According to the latest NBR data, income tax growth was 6.49% from July to January of FY23, followed by import and export taxes at 7.74%.

Whereas with 15% rise, VAT followed a reasonable increase and overall tax income collection increased by 18.56% in FY22.

Until December 2022, tax revenue collection increased by 11%.

Tk172,000 crore has been deposited in the state coffers until January, trailing behind the target of Tk189,000 crore set for the period by Tk17,266 crore.

For the last seven months, NBR collected Tk66,602 crore in VAT, Tk53,261 crore in income and travel tax, and Tk52,445 crore in import and export taxes.
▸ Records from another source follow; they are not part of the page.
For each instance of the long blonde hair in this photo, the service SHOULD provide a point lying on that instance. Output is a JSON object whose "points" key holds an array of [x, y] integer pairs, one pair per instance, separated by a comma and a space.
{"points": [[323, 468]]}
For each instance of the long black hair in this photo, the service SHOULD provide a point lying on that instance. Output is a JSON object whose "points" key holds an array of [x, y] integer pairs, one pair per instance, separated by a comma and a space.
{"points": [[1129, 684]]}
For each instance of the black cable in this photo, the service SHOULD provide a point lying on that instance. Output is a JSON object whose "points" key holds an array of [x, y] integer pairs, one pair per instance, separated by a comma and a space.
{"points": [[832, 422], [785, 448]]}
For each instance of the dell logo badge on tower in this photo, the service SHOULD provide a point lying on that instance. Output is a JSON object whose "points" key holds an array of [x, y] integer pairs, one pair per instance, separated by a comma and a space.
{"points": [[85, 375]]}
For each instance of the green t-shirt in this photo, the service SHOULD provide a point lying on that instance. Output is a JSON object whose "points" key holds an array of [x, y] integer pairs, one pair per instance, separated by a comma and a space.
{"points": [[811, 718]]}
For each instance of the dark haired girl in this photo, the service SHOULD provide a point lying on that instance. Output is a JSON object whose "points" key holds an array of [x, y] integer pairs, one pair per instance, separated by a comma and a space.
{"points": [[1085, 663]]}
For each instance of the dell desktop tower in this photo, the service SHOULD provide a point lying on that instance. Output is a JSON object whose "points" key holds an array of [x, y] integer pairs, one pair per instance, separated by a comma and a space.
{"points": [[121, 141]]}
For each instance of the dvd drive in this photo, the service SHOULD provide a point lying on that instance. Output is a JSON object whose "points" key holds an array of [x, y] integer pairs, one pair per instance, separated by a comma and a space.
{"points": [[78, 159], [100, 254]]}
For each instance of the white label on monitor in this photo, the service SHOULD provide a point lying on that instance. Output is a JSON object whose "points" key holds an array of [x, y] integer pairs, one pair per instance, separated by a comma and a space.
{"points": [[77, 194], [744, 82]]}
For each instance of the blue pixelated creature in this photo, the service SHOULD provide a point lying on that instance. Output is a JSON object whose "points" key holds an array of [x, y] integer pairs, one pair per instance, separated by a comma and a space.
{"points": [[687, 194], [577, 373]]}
Data analysis also reveals that import and export duty collection fell short of the target by Tk11,975 crore, the largest shortfall among the three wings, followed by income tax collection of Tk2,758 crore and VAT collection of Tk2,531 crore.

Last year, the NBR increased income tax collection by 22.23% between July and January.

According to NBR data, 2.8 million taxpayers out of 8.4 million TIN holders filed tax returns in fiscal year 2022-23.

IMF conditions and challenges

The International Monetary Fund (IMF) set a target of increasing Bangladesh's tax GDP ratio from 7.8% to 8.3% by the end of FY24 and to 9.5% by the end of FY26.

To meet IMF's condition for the $4.7 billion loan package, the Bangladeshi government needs to raise the revenue by at least an additional Tk65,000 crore by the end of FY24.

As per multilateral lender organization conditions, if the revenue can be mobilized in proportion to GDP after FY26, at least Tk234,000 crore more will be added than the revenue that will be accumulated in the state coffer at the end of FY23.

At the end of FY25, the amount of this additional revenue collection has to generate Tk138,300 crore more than FY23, according to a calculation by Policy Research Institute (PRI) Bangladesh.

To achieve this target and fulfill IMFs conditions, economists are saying that major structural reforms are needed as early as possible.

Economists weigh in

Ahsan H Mansur, executive director of Policy Research Institute (PRI) said: “There is no chance of any change in the situation, unless the government pays attention to reforming the tax department. To meet IMF conditions, major structural reforms are needed as early as possible. But this reform is not just because the IMF says so. This reform is necessary for us. So we would like to implement it as our homegrown agenda.”

Answering a question regarding the main challenges, this former IMF official said that corruption and inefficiency are the main reasons for the tax-GDP ratio remaining at an unsatisfactory level.

Mohammad Abdur Razzaque, chairman of the Research and Policy Integration for Development (Rapid) and research director of the Policy Research Institute (PRI) said earlier that IMF's loan condition on domestic revenue mobilization should be considered as part of a home-grown agenda and the tax-GDP ratio needs to go much higher than what has been suggested.